This post by Mikey Bennington is part of Spacing‘s partnership with the Toronto Cycling Think and Do Tank at the University of Toronto. Find out more about the think tank, and the series, here.
Riding a bike along Parisian Streets and pathways gives the distinct feeling of being part of la Foule – that great mass of people, anonymous but unified, which mysteriously imparts an egalitarian compass to guide and order the sum of movements throughout the city. For the North American cyclist on French soil, you feel surprisingly liberated by this messy, crowded, but somehow less confrontational approach to transportation.
La Foule (the crowd), and the necessarily winding paths through its masses, perfectly conveys my own experience of visiting a city world renowned for its leadership in cycling thanks to Vélib; its extensive city-wide bike sharing program, and other progressive transportation measures. After 8 wonderful days biking back and forth through the city’s arrondissements, I was left to wonder: how exactly did Paris achieve the feeling of integrated, non-confrontational unity in their daily travel choices. Can my home back across the pond learn something from their situation?
As a cyclist conditioned to extreme vigilance for car-danger, the streets of Paris were a welcome blend of permissiveness mixed with respectful and cautious rule bending. There is a definite flow. Traffic ebbs towards the paths of least resistance, without ever culminating in a waterfall of excessive speeds. For that, I have to thank the traffic calming measures taken by the city. Back in 2010, Paris reduced speeds on many of the narrow circuitous streets in their dense neighborhoods to 30kph.
This enforced pacing creates drastically safer interactions between cars, cyclists and pedestrians. However, pointing only to rule enforcement misses an ironic and important quality of my experience in French traffic. The French have employed these rules, but drivers and cyclist alike are not blindly rule-abiding. Cars will creep slowly, but eagerly towards you, sometimes while breaking a traffic rule. This was initially terrifying, but over my time in Paris I noticed drivers’ actions lacked the malevolence and hostility I had learned to associate with similar actions in North America. Instead, driver’s had a surprising respect for my place as part of traffic.

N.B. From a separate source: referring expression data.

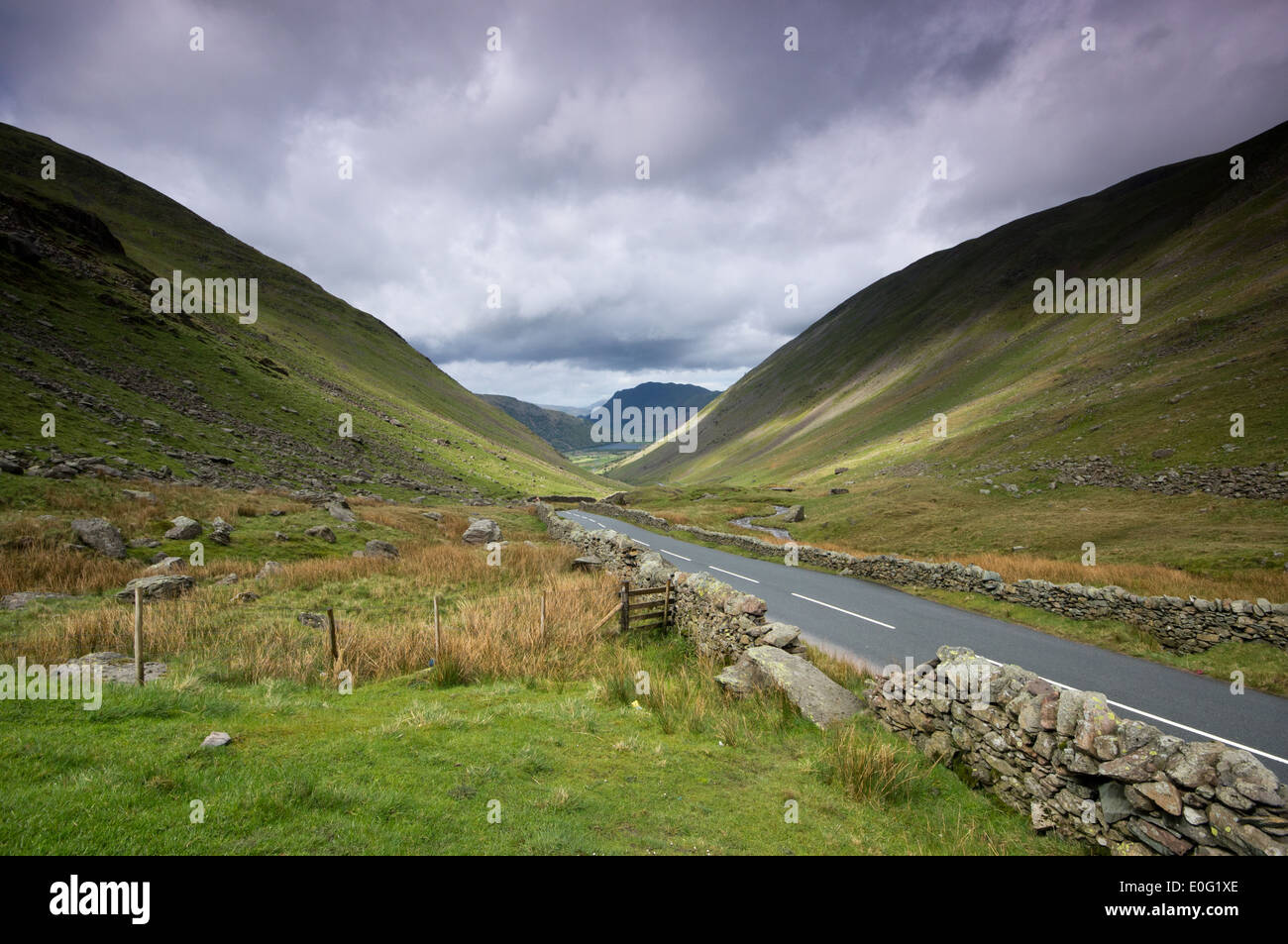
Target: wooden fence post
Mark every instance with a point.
(138, 635)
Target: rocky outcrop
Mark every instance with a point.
(765, 668)
(1065, 759)
(159, 587)
(1180, 623)
(482, 531)
(184, 528)
(101, 535)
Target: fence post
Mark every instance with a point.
(138, 635)
(626, 607)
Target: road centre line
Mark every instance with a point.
(848, 612)
(1164, 720)
(733, 575)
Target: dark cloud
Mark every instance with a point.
(518, 167)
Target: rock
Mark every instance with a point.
(815, 695)
(781, 635)
(167, 566)
(120, 669)
(162, 586)
(340, 510)
(22, 597)
(101, 535)
(184, 528)
(483, 531)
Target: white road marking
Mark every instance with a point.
(733, 575)
(1166, 720)
(848, 612)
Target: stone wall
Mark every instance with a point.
(720, 621)
(1184, 625)
(1065, 759)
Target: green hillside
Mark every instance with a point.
(202, 394)
(562, 430)
(1044, 395)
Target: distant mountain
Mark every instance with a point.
(561, 429)
(653, 394)
(194, 390)
(956, 362)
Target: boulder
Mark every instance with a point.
(162, 586)
(101, 535)
(483, 531)
(815, 695)
(184, 528)
(340, 510)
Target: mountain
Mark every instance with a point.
(205, 395)
(562, 430)
(655, 394)
(957, 334)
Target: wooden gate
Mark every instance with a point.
(647, 608)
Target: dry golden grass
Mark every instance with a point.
(490, 620)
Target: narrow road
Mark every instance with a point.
(885, 626)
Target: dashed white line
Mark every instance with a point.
(848, 612)
(1166, 720)
(733, 575)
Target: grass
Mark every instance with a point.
(584, 741)
(406, 768)
(1265, 666)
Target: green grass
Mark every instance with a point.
(406, 768)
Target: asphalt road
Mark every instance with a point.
(881, 626)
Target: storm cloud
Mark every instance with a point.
(518, 167)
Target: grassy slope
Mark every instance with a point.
(104, 342)
(562, 430)
(954, 333)
(541, 721)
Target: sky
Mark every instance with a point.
(510, 175)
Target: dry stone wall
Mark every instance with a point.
(1065, 759)
(1184, 625)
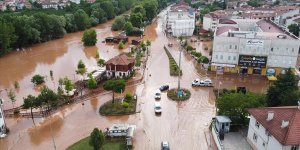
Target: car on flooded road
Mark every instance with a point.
(206, 82)
(165, 145)
(164, 87)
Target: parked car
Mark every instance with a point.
(198, 82)
(164, 87)
(157, 94)
(157, 108)
(165, 145)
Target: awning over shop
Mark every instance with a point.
(223, 65)
(272, 78)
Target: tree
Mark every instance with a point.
(121, 45)
(97, 139)
(294, 28)
(30, 102)
(89, 37)
(69, 85)
(136, 19)
(128, 28)
(92, 83)
(37, 79)
(7, 36)
(81, 20)
(118, 23)
(101, 62)
(81, 69)
(284, 91)
(11, 94)
(235, 105)
(114, 86)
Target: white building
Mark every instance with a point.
(253, 47)
(274, 128)
(180, 20)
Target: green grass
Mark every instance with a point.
(108, 145)
(174, 68)
(117, 108)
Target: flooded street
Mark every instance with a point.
(183, 124)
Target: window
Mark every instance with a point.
(254, 137)
(295, 147)
(257, 124)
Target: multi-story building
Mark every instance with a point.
(250, 46)
(274, 128)
(180, 20)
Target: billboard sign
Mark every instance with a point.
(252, 61)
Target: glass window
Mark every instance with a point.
(295, 147)
(257, 124)
(254, 137)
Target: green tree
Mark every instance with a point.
(92, 83)
(114, 86)
(37, 79)
(30, 102)
(81, 69)
(235, 105)
(136, 19)
(128, 28)
(121, 45)
(89, 37)
(11, 94)
(69, 85)
(7, 36)
(97, 139)
(101, 62)
(118, 23)
(81, 20)
(284, 91)
(150, 7)
(294, 28)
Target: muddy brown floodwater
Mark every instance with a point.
(184, 124)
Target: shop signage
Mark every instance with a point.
(252, 61)
(253, 42)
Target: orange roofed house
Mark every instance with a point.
(120, 66)
(274, 128)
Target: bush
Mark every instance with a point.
(37, 79)
(89, 37)
(125, 105)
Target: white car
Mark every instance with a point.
(198, 82)
(157, 94)
(157, 108)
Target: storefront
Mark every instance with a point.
(255, 65)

To North American ears, this echoes the tensions we experience with the rule bending and subsequent finger pointing that exacerbates the identity–led divisiveness in the North American car vs. bike debate. But in Paris the framework of this debate seems all together quite different. The identity politics so typical of North American cyclists and car drivers alike, just doesn’t seem as important here. Cycling is merely something people do. Bikes and cars are much less implicated in personal identity. One interesting explanation I would suggest for this very different presentation of identity is the idea of French singularity (Mona Ozouf); that grand abstract organizing principle that declares France not a nation of sub-divided special interest groups, but as an egalitarian group of individuals unified by French Culture and experience. Perhaps this French essence supersedes sub-group identity, making “us vs. them” frameworks in the transportation debate somehow less legitimate? Whatever the explanation, the absence of adversarial confrontation on its streets is palpable.
As we grow cycling participation in Canadian cities, I think we would be well served to consider Paris as a messy but important stepping-stone on the long-term road to establishing strong Canadian cycling cultures. We so often tout the “grass is greener” ideation of established European cycling cities like Amsterdam and Copenhagen with their longstanding enmeshed cycling cultures. Paris is a degree closer to us. It is still negotiating the integration of different modes of transport, and they have managed to do so while limiting divisiveness and confrontation, even while vying for limited road space. If, despite the odds, we can similarly avoid divisiveness and confrontation, we will be poised to reach our goals for cycling and transportation back home.
Mikey Bennington is a researcher with the Toronto Cycling Think & Do Tank.